Error in findgr(tmp[i, 3:N], time, tmp[i, 2], int = 12, r2 = 0.6) :
I believe this refers to the vector 'time' created. My dataframe is length 9 or 10 (not sure if I count $Strain in length). I have tried creating a time vector with varying lengths, but always get this error returned.
Is there anything I am doing wrong? What should I be looking for?
Much thanks for any help, I am a complete beginner at this.
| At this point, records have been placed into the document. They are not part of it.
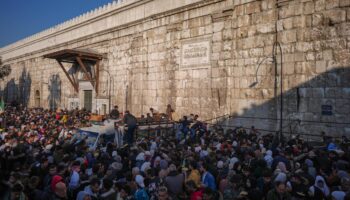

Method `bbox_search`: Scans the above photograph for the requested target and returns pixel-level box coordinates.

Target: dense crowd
[0,104,350,200]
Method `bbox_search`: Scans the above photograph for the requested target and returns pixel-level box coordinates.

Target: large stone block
[316,60,327,74]
[280,30,297,43]
[256,23,275,33]
[324,9,346,24]
[283,62,295,75]
[237,15,250,27]
[326,0,340,9]
[315,0,326,11]
[303,1,315,15]
[245,1,261,14]
[295,42,314,52]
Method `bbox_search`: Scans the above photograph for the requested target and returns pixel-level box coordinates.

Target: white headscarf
[310,176,329,196]
[264,150,273,168]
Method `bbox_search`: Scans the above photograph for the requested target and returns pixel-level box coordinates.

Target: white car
[73,120,124,151]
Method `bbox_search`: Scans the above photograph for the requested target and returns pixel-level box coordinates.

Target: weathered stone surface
[0,0,350,136]
[324,9,346,23]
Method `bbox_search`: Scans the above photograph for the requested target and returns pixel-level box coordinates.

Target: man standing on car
[124,110,137,146]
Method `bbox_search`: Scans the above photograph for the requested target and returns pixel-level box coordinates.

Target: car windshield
[75,130,98,147]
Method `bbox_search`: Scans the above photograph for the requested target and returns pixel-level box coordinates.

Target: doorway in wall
[35,90,40,108]
[84,90,92,111]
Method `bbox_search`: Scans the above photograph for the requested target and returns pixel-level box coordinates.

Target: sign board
[181,39,210,68]
[321,105,333,115]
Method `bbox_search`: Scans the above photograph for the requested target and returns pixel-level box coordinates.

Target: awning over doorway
[44,49,103,94]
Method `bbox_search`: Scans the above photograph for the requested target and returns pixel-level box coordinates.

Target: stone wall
[0,0,350,135]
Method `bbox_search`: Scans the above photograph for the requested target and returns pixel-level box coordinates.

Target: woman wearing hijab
[309,176,329,200]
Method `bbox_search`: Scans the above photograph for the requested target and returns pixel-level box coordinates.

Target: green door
[84,90,92,111]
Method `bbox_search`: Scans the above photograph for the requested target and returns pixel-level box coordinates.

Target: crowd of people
[0,104,350,200]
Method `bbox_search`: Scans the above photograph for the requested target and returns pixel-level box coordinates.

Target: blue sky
[0,0,112,47]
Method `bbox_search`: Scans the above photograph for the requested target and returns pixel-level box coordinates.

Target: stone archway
[34,90,40,108]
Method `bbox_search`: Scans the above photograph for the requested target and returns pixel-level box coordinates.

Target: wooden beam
[95,60,100,96]
[76,57,96,91]
[56,60,79,93]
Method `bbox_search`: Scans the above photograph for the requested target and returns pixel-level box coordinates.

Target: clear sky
[0,0,112,47]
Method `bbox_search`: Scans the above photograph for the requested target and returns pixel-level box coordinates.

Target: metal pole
[273,42,283,139]
[108,72,112,113]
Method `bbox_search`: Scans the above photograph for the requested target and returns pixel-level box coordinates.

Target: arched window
[34,90,40,108]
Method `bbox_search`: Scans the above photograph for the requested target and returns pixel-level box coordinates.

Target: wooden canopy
[44,49,103,94]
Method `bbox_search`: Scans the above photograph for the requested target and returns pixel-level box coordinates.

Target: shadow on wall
[3,68,32,106]
[217,67,350,139]
[48,74,61,110]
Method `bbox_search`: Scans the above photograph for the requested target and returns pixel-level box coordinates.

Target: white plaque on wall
[181,39,210,68]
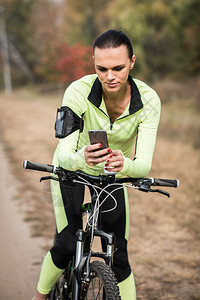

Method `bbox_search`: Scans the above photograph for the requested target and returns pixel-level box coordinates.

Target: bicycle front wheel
[80,261,121,300]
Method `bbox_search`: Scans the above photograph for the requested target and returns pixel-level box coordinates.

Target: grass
[0,80,200,300]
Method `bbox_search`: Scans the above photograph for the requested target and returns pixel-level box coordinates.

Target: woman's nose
[107,70,115,80]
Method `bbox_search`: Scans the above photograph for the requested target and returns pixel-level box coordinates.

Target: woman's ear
[130,55,136,70]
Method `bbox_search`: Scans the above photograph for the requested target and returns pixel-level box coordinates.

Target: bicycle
[23,161,179,300]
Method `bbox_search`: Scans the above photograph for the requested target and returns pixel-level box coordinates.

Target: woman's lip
[106,82,117,87]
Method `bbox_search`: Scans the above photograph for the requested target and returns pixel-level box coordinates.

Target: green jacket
[53,74,160,178]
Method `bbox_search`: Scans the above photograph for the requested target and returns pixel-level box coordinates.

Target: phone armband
[55,106,83,139]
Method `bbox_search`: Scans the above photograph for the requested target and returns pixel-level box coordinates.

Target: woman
[35,30,160,300]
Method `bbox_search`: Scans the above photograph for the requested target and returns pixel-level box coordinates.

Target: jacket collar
[88,75,143,115]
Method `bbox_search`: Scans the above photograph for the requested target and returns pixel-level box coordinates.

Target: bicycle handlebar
[23,160,179,191]
[23,160,56,174]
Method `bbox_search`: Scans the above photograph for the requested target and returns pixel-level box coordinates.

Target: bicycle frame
[23,161,179,300]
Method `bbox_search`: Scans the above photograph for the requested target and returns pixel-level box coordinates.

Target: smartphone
[88,130,109,150]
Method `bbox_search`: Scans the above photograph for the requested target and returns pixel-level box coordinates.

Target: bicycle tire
[80,261,121,300]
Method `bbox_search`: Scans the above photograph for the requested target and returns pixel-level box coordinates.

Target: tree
[56,43,94,82]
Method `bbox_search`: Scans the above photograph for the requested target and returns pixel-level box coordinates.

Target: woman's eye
[114,67,124,71]
[98,68,107,72]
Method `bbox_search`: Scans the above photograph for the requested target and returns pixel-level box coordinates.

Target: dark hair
[93,29,133,60]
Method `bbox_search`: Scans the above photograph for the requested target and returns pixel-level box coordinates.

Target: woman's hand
[84,144,112,166]
[105,150,124,172]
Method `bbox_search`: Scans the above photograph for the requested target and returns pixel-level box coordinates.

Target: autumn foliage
[56,43,94,82]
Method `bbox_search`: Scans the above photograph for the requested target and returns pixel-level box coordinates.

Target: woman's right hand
[84,143,112,166]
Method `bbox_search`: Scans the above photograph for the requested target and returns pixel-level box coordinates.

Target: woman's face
[94,45,135,93]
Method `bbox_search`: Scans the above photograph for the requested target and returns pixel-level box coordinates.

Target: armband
[55,106,83,138]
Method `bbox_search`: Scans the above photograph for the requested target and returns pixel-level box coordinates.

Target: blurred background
[0,0,200,300]
[0,0,200,89]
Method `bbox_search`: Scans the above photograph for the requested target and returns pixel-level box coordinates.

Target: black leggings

**Scripts were obtained from https://www.princeton.edu/genomics/botstein/protocols/

If you open the script find_gr.R . First lines says:
findgr = function(x, t, plottitle, int=15, r2.cutoff=0.6) {
...
#are x and t the same length?
if (length(x) != length(t)) {
cat("Error: Your data and time are not the same length.\n")
stop()
}
Length of x and t has to be the same. Have a look what are you putting there. You are putting:
gr <- findgr(tmp[i, 3:N], time, ....
Time should be:
time <- seq(0, length(tmp[i, 3:N])-1)
-1 because sequence starts from 0.
However in my case (I generated some data) it produces some other errors. I hope this gives you a starting point.